There appear to be two cut down models.
One has 12 GB's of VRAM, second one has 10 GB's of VRAM.
For now, 12 GB is the one which might be priced above 300$.
There is always room for 10 or even 6 GB, budget version of this GPU.

So in essence the lineup might look like this:

RX 6700XT - 40CUs/192 bit bus/12 GB VRAM - up to 399$
RX 6700 - 36 CUs/192 bit bus/12 GB VRAM - above 300$ MSRP.
RX 6600 XT - 36 CUs/160 bit bus/10 GB VRAM - below 300$ MSRP.

Doesn't this lineup reminds us of anything...?

Mimics, exactly the SKU stack that Navi 10 had:
40CUs/ful VRAM, 36 CUs/full VRAM, 36CUs/cut down VRAM.

This might suggest, that RX 6500 XT and non-XT are going to be based on Navi 23.

Which is by far the most exciting GPU of them all.

Not so sure of the middle SKU there, fairly sure it's just 40CUs + 192 bit bus and 36 CUs + 160 bit bus. That being said, the performance there for the top end SKU sounds legit.

Also as a totally unrelated side-note, don't expect N24 to ever come to desktop. Laptops only. Desktop product stack is N21, N22 and N23.
 

GodisanAtheist

Diamond Member
Nov 16, 2006
6,777
7,105
136
Was wondering when info about the 6700xt was going to start dribbling out.

Competing with the 3060Ti/2080S is a totally predictable albeit not unwelcome result. Again, puts the 60CU 6800 in a kind of weird spot since the gap between the 3060TI/3070/6700XT/6800 will end up around 15-20% at best.

Also a good opportunity to really dissect the architecture improvements between Navi 1 & 2 thanks to the CU count.

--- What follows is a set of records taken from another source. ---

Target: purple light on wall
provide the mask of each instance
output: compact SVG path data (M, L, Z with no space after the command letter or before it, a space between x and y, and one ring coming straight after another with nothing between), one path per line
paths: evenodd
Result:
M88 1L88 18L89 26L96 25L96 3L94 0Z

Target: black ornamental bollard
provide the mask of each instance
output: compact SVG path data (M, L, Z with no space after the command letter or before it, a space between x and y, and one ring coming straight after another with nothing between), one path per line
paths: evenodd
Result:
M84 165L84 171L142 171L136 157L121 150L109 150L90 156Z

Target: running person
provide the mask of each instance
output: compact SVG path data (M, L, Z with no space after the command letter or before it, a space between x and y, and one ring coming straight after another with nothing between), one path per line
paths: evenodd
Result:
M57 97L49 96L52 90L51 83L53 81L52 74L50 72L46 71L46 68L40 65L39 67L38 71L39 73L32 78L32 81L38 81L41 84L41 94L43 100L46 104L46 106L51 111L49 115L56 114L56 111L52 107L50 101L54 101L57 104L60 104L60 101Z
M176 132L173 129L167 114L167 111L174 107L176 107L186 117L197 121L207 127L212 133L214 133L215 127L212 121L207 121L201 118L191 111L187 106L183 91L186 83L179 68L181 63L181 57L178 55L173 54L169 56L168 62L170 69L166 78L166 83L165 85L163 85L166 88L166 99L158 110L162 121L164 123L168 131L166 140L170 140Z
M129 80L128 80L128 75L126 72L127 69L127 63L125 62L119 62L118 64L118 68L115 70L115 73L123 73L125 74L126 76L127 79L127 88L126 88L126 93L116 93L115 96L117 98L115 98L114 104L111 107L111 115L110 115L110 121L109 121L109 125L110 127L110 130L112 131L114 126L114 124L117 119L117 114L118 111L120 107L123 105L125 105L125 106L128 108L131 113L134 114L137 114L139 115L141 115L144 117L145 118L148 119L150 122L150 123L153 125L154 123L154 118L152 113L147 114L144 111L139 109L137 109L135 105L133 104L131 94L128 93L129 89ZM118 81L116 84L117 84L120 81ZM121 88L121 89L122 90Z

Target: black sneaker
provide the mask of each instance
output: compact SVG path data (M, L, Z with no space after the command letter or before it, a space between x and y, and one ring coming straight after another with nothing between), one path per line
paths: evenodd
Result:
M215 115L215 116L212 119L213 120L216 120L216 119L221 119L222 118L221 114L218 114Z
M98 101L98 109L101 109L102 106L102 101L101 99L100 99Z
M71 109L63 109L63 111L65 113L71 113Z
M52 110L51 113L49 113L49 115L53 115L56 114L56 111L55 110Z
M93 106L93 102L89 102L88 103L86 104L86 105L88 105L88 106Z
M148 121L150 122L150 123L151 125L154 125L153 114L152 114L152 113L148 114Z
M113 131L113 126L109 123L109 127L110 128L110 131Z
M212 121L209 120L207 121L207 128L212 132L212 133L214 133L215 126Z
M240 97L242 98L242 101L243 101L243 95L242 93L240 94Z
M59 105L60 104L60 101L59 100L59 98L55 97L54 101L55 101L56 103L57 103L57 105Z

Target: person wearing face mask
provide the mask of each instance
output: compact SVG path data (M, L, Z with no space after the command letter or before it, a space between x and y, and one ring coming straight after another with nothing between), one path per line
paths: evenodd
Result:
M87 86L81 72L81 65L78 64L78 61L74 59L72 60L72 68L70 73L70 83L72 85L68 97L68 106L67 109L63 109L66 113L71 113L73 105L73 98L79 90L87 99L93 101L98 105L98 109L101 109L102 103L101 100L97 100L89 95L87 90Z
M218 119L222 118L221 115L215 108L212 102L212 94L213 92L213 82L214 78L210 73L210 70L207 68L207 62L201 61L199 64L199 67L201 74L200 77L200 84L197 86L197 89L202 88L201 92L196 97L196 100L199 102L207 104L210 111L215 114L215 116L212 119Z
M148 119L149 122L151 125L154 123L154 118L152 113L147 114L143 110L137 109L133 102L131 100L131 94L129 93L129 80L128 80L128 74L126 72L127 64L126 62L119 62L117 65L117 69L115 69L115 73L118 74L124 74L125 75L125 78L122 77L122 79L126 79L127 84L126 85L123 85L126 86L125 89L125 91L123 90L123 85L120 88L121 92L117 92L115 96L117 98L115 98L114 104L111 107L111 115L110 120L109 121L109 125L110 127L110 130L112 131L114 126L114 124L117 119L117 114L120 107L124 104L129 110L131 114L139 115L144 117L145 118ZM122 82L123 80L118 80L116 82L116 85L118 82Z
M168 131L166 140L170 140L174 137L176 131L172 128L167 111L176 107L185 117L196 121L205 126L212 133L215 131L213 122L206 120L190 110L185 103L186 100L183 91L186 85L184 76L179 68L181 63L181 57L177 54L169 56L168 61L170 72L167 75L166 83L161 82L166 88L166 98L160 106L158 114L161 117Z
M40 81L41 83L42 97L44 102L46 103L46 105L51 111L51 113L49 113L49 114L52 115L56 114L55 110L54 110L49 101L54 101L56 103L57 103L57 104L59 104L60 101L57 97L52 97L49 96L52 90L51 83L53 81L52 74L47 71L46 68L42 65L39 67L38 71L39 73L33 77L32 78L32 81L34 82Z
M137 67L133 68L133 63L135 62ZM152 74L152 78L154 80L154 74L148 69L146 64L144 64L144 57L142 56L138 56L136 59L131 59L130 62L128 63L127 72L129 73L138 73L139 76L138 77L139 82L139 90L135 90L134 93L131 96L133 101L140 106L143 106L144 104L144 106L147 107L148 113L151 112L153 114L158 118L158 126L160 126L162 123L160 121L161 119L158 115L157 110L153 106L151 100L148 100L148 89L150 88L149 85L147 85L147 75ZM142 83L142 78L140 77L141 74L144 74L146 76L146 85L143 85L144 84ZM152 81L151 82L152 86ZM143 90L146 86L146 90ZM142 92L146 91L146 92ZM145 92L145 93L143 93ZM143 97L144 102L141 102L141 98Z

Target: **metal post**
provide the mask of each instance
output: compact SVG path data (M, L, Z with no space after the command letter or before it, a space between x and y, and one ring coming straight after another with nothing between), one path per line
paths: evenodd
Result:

Keep bringing those GPU releases NV and AMD, even if we cannot buy them most of the fun is just talking about them anyway...
 

Mopetar

Diamond Member
Jan 31, 2011
7,827
5,971
136
I'm sure the MSRP of these cards is as much of a suggestion as it is for the rest of the product stack.

The 3060Ti is a good card, so although the results aren't unexpected at this point, it's a good result for AMD.

So no matter what card you wind up paying scalper/miner prices for is assured to be a good one.
 

TESKATLIPOKA

Platinum Member
May 1, 2020
2,355
2,845
106
RX6700XT doesn't look so great. Higher TDP, same performance, worse RT performance, more Vram, same price.

So no N24 for desktop? Will they replace RX 5500XT with N23?
 

Glo.

Diamond Member
Apr 25, 2015
5,700
4,545
136
Im pretty confident, at this point, that that performance target for 40 CU die being 10-15% faster than RTX 2080 Super was spot on.

Yeah. If N24 is laptop only, then N23 is going to replace Navi 14.

But I also wouldn't exclude possibility that full die SKU from N23 is going to be used for RX 6600 non-XT.

Because AMD simply "can" do that. 32 CUs/128 bit GPU will be the same performance as RTX 3060 while being much, much more efficient.
 

TESKATLIPOKA

Platinum Member
May 1, 2020
2,355
2,845
106
Because AMD simply "can" do that. 32 CUs/128 bit GPU will be the same performance as RTX 3060 while being much, much more efficient.
Either N23 won't be on par with RTX 3060 or It won't be much much more efficient If the above info about N22 is true.
N22 to be on par with RTX3060Ti will need higher TDP, then It doesn't bode that well for N23. Either they will clock It very high which will hurt efficiency or be more conservative, but It will hurt performance.

BTW what is much much more efficient for you?
RTX 3060 has 170W TBP, Navi14 has 130W so N23 should be what TBP in your opinion?
 
Last edited:

CP5670

Diamond Member
Jun 24, 2004
5,510
588
126
Clearly you haven't seen it in action... At least in Control there's zero over sharpening going on. It does wonderful job at keeping image stable in action without aliasing. Much better than the default antialiasing in action. Also in that game it's possible to actually run the DLSS at native resolution simply by changing the resolution from config. Film grain and motion blur doesn't work when DLSS in on but that's hardly a big loss...

Also lets put it this way:
DLSS+RT is much better looking than no DLSS and no RT.

A few games use it very well, but others don't. I played through Control and it makes a big difference there. DLSS is needed with RT, and even with a 3090 I had to play at 1080p to get 80+fps consistently, with 2560x1440 running at 45-60fps. The image looks soft and has sampling noise as mentioned earlier, but much nicer than playing at 4K without RT. I didn't care about RT/DLSS when buying the card but now think it's an important feature even today.